Enfin, on ne qualifiera pas de brouillon mais plutôt d’avatars les deux extraits de La Rondine qui proviennent d’une version donnée à Vienne trois ans après la création de l’ouvrage à Monte Carlo, dans laquelle le rôle de Prunier est dévolu à un baryton. Il s’agit du quatuor « Ed ora bevo all’amor » et d’un air supplémentaire pour Ruggero , « Parigi ! E’ la città dei desideri », que Roberto Alagna avait réintroduit au sein de l’intégrale qu’il a gravée en 1997 pour EMI.
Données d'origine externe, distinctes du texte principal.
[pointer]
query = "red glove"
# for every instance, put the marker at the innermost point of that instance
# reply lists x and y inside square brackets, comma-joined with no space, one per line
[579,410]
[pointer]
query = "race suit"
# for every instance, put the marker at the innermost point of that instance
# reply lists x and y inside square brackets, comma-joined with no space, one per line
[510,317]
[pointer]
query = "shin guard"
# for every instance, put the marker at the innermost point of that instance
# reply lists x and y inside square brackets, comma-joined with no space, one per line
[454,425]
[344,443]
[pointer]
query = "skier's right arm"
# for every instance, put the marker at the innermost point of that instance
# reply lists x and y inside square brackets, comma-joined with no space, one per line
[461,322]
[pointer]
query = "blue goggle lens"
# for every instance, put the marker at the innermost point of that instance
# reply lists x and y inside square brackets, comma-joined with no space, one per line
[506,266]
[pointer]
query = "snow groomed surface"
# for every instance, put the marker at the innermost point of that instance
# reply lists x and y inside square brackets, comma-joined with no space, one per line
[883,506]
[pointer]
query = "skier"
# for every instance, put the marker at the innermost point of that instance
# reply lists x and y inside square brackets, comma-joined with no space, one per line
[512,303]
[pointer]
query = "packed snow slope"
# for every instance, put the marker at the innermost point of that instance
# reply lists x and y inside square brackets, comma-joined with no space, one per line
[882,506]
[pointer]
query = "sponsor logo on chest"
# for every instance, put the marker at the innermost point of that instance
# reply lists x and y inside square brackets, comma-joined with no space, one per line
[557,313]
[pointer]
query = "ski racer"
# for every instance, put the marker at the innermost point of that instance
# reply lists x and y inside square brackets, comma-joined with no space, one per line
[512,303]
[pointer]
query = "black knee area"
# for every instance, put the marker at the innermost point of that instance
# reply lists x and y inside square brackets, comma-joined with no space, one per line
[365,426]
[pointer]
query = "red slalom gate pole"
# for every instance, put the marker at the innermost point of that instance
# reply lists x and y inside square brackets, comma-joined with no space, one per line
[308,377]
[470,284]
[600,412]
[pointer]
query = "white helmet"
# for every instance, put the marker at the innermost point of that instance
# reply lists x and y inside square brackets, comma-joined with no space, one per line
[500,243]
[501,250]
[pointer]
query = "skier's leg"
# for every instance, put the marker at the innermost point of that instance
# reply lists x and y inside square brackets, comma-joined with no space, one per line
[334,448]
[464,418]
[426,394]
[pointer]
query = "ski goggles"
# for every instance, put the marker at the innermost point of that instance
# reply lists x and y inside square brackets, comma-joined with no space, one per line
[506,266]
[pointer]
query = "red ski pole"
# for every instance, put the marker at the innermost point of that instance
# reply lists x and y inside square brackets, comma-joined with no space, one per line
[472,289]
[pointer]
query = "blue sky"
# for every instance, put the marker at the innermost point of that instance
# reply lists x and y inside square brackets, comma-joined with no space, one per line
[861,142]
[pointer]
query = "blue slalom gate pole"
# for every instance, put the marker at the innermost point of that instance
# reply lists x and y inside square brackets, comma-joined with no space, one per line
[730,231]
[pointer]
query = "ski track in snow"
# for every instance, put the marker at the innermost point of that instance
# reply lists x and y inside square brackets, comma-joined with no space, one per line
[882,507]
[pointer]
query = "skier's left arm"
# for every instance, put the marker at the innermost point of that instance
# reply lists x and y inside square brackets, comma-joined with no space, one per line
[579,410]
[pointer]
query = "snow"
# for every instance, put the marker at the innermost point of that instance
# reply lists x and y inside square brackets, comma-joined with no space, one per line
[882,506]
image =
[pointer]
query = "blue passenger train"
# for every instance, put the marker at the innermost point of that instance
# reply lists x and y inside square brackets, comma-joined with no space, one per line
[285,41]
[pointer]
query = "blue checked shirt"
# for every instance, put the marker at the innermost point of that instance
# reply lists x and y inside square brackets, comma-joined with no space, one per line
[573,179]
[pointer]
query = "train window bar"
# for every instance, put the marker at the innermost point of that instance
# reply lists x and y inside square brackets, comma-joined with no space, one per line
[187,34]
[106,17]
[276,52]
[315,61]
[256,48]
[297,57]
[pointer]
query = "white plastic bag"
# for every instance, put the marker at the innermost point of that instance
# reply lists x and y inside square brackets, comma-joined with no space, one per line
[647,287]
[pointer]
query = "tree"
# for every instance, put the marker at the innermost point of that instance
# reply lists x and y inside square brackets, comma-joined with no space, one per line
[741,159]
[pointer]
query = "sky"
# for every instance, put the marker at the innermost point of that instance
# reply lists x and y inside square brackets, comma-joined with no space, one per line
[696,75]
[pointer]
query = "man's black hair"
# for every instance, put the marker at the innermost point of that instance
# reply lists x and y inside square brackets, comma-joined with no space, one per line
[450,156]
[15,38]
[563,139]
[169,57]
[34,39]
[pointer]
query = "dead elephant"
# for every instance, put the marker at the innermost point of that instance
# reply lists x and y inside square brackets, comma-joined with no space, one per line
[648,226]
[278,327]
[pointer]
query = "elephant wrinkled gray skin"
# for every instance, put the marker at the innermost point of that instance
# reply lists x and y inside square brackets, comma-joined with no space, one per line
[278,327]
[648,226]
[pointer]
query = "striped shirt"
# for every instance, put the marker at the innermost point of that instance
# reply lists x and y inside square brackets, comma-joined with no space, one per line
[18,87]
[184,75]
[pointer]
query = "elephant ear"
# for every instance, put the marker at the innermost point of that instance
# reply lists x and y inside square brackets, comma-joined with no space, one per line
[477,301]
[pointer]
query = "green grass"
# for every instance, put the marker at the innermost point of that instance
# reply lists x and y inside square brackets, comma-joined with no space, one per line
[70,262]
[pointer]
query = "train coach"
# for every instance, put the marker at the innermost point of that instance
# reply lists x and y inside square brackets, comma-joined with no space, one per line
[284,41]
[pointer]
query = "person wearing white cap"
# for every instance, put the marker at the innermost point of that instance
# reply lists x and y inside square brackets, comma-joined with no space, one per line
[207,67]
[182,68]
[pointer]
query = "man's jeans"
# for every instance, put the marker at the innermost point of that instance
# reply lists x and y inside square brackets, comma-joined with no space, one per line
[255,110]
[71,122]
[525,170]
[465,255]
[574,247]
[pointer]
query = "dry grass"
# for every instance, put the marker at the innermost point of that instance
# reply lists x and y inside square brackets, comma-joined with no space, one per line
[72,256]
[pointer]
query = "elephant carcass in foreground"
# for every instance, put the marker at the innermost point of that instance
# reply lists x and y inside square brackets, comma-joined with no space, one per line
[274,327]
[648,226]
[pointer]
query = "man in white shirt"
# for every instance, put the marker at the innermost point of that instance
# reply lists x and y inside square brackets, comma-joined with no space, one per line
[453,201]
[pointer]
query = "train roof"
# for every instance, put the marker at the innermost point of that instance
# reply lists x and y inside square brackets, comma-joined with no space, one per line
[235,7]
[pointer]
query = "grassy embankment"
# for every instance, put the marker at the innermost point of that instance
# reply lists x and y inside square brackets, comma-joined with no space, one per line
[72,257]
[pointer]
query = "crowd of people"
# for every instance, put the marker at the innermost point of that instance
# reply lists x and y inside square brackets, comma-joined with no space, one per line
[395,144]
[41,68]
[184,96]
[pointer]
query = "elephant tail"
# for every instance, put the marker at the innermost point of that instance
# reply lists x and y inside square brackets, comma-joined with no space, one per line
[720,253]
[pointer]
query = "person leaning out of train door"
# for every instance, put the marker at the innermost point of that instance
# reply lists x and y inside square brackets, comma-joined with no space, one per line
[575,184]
Violetta Urmana se taille la part du lion en interprétant cinq des six airs qui figurent sur ce CD. Sa grande voix de soprano dramatique confère à l’air de Minnie et aux ultimes interventions de Cio Cio San et Manon une caractérisation en tout point idoine. Elle donne également une interprétation remarquable du brindisi inédit de Tigrana extrait d’Edgar (plage 12). En revanche, elle peine à exprimer toute la fragilité de Suor Angelica et sa Magda, affectée d’un aigu par trop strident dans le quatuor du deuxième acte, est hors de propos.
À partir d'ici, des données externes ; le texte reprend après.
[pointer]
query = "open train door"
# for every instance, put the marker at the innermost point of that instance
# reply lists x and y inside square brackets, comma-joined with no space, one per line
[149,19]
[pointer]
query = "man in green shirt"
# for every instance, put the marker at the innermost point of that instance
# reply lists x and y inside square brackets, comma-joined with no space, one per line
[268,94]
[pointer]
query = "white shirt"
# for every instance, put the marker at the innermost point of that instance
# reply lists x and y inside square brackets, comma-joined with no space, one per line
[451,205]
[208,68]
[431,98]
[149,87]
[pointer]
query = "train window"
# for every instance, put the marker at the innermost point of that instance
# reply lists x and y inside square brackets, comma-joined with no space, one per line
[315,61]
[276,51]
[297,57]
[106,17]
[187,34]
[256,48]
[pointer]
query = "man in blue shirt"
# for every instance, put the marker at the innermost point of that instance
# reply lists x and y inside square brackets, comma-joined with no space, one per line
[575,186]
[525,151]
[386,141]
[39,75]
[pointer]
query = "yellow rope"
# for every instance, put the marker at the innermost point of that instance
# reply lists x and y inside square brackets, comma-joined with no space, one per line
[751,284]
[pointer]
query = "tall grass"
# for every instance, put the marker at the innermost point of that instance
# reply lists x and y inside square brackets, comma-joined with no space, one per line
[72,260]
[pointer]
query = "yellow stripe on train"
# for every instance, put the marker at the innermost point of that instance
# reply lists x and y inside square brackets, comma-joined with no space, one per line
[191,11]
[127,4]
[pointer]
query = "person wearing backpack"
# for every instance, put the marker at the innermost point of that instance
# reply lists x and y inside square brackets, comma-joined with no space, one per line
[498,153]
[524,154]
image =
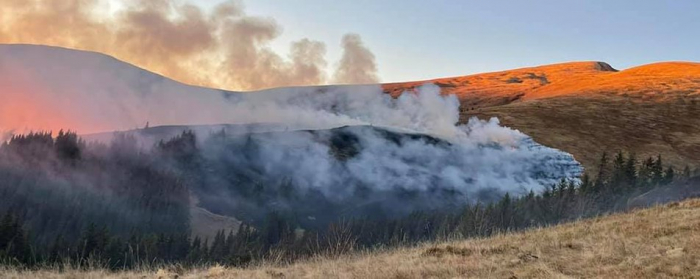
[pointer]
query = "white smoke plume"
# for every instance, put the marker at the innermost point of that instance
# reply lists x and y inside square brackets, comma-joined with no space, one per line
[90,93]
[358,65]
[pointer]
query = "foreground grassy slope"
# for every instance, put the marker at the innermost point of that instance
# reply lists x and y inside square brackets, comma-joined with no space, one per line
[586,108]
[651,243]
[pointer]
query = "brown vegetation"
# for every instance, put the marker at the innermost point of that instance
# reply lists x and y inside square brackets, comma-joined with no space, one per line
[586,108]
[652,243]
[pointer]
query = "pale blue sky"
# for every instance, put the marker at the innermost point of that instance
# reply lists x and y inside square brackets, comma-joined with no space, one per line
[428,39]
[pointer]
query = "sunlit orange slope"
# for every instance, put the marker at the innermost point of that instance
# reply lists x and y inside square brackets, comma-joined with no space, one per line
[586,108]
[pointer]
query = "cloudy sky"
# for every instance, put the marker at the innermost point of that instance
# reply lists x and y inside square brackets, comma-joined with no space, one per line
[245,45]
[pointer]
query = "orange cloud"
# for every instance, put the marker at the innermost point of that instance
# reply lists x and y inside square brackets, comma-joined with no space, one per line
[222,48]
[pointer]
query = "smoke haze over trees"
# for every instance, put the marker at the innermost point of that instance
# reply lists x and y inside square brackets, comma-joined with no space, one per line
[229,48]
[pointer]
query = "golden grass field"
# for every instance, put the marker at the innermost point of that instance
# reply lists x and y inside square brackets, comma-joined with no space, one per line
[659,242]
[585,108]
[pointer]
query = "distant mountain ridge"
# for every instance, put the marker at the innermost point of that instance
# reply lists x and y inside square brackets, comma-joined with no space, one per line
[586,108]
[583,108]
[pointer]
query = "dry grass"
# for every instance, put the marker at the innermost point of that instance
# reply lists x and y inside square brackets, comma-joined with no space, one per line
[661,242]
[584,108]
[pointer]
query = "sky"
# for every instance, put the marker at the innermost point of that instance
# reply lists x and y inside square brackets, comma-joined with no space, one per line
[415,39]
[257,44]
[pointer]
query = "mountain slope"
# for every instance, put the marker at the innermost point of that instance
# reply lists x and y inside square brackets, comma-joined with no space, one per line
[652,243]
[586,108]
[583,108]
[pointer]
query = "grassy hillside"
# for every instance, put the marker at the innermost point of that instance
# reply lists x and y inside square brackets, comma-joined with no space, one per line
[586,108]
[651,243]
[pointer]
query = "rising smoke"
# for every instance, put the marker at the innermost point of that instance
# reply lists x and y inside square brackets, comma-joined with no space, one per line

Les admirateurs de Placido Domingo resteront sur leur faim puisque la participation du ténor se limite au duo d’Edgar (plage 4) et à l’air de Ruggero, dont la tessiture centrale convient idéalement à ses moyens actuels et révèle un timbre intact qui ne trahit nullement son âge.
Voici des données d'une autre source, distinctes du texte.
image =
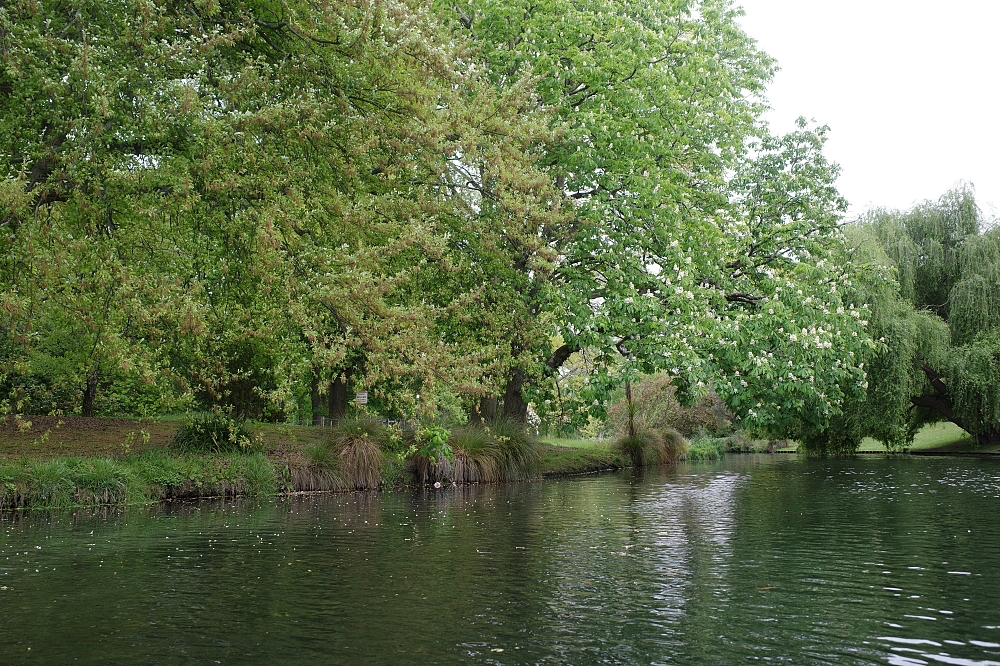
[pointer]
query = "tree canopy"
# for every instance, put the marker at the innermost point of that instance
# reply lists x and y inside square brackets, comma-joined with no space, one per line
[263,206]
[937,320]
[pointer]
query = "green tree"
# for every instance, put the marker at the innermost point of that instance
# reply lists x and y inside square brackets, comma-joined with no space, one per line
[699,240]
[940,359]
[233,201]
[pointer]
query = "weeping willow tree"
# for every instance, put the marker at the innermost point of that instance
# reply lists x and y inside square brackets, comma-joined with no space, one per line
[937,317]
On l’aura compris, cet enregistrement s’adresse essentiellement aux inconditionnels de Puccini avides d’inédits même si, comme le précise Michael Kaye, « le compositeur ne souhaitait pas nécessairement que [ces pages] fussent toutes présentées au public. » Cependant, une fois satisfaite la curiosité d’entendre ces versions alternatives, il ne fait aucun doute que l’auditeur ne manquera pas de revenir aux versions traditionnelles.